えらいなんて、誰かに言われたのはいつ以来だろう。
会社では、ミスをすれば「確認して」と指摘される。
友達とのグループLINEでは、「最近どう?」と聞かれれば、「元気だよ~」と笑顔のスタンプを返す。
本当は、ぜんぜん元気じゃないのに。
『怒られたくないから、ただ必死なだけですよ』
打ってから、少し後悔する。
弱音を吐くつもりじゃなかったのに。
でも、「N」は、やっぱり多くを聞いてこない。
『怒られたくないから頑張るのも、ちゃんとした理由だと思いますよ』
壁の向こうで、またキーボードの音がした。
同じ時間に、誰かが同じように起きていて、何かを打ち込んでいる。
それだけのことが、妙に心強い。
***
昼間の私は、「いい人」を演じるのが仕事みたいになっている。
広告代理店の事務。
オンライン会議の招集、議事録、資料の体裁チェック、請求書の処理。
地味だけど、誰かがやらないと回らない仕事。
……のはずなのに、私はいつも「自分じゃなくてもいい仕事ばかりだ」と思ってしまう。
その日も、午前中のオンライン会議で、上司に資料のミスを指摘された。
「ここ、数字が前回のままになってるよ」
「あ、すみません……私の確認不足で」
「いや、まあ直せばいいんだけどさ。次から気をつけて」
上司の声は、別に怒っているわけじゃなかった。
でも私は、画面越しに何度も「すみません」と繰り返してしまう。
会議が終わった後、同僚からチャットでメッセージが飛んできた。
『さっきのやつ、気にしなくていいよ~。あの人、誰にでもああだから』
『ううん、私がちゃんと見てなかったから……』
そう返した瞬間、胸の中に、じわじわと恥ずかしさと自己嫌悪が広がった。
怒られたくない。
嫌われたくない。
だから、先回りして自分を責める。
その癖が、すっかり身体に染みついてしまっている。
在宅勤務になってから、誰かと直接顔を合わせることも減った。
仕事が終われば、カメラをオフにして、マイクを切って、ノートパソコンを閉じたら、そこから先は、誰も私を見ていない。
そう思うと、ふと、胸の奥が空っぽになる。
だから私は、深夜二時になると、スマホの小さな画面を開く。
匿名チャットアプリ「Cotonoha」。
そこでだけは、「いい人」でいる必要がない気がして。
***
『今日はちょっとしんどかったです』
その夜、私は「N」にそう送った。
送信ボタンを押した瞬間、少しだけ指先が震える。
すぐに既読がつく。
だけど、返事はなかなか来ない。
隣の部屋から、くしゃみの音が聞こえた。
「へっくし」
思わず、ひとりで笑ってしまう。
その数秒後、スマホが震えた。
『今、くしゃみしました?』
画面を見た瞬間、心臓が一拍、抜け落ちた気がした。
え?
思わず、隣の壁を見る。
さっきのくしゃみは、絶対に壁の向こうから聞こえた。
でも、そんなタイミングよく、ここで「くしゃみしました?」なんて送ってくることある?
『え、なんでわかったんですか』
半分冗談、半分本気で返す。
『なんとなくです。
タイミング的に、そんな気がしました』
画面の向こうで、どんな顔をしているんだろう。
隣の人の顔が、頭に浮かぶ。
無愛想そうな、黒縁のメガネの男性。
このアパートに引っ越してきたとき、廊下ですれ違って、「よろしくお願いします」と声をかけたら、軽く会釈しただけで、自分の部屋に入っていった人。

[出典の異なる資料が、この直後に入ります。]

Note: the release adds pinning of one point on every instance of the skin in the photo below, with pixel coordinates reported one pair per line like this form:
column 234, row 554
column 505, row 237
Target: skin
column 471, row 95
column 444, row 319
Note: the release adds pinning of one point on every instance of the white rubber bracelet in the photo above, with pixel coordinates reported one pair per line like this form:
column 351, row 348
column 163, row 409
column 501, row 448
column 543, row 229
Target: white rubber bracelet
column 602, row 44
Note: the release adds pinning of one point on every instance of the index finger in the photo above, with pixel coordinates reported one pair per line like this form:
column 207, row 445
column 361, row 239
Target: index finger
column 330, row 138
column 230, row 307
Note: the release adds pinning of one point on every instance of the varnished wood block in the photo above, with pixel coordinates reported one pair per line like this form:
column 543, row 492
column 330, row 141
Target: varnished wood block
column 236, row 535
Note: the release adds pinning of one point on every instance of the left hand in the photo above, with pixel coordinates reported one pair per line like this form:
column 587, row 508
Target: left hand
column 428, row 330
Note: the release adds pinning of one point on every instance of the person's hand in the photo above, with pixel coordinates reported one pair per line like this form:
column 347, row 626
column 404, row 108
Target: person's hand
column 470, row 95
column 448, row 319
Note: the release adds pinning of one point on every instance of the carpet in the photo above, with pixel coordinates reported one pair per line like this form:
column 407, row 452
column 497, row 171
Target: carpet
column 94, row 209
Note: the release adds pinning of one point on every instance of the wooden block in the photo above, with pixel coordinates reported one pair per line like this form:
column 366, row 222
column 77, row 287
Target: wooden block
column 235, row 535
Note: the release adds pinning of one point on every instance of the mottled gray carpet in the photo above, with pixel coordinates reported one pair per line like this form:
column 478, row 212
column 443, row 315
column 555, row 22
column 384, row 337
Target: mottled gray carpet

その人の部屋から、いつも深夜にキーボードの音が聞こえる。
……まさかね。
胸の中に浮かびかけた仮説を、私はすぐに打ち消した。
『今日は、何がしんどかったんですか』
「N」からのメッセージに、私は少しだけ迷う。
どこまで言っていいんだろう。
どこまで言ったら、引かれるんだろう。
『会議でミスを指摘されて、
別に大したことじゃないのに、ずっと引きずってて。
自分って、ほんとダメだなって』
送信してから、心臓がうるさくなる。
既読がつくまでの数秒が、やけに長く感じられた。
『ミスしない人なんていないですよ』
まず、そう来る。
『それでもちゃんと終わらせたの、えらいと思いますよ』
また、「えらい」が来た。
喉の奥が、つん、と熱くなる。
画面がにじむのを、慌てて袖で拭った。
誰にも言えなかったことを、こんなふうに受け止めてくれる人が、壁の向こうにいるのかもしれない。
そう思うと、胸の奥が、少しだけあたたかくなる。
***
数日後の夜。
雨の音で、目が覚めた。
カーテンの向こうで、ベランダの手すりを叩く雨粒の音が、規則的に続いている。
コンビニに行こうと、部屋のドアを開けた瞬間、廊下の向こうから、同じタイミングでドアの開く音がした。
顔を上げると、隣の部屋の男性が、コンビニ袋を片手に立っていた。
「あ……こんばんは」
思わず小さく頭を下げると、彼は少し驚いたように目を瞬かせてから、「こんばんは」とだけ言って、私の横を通り過ぎていく。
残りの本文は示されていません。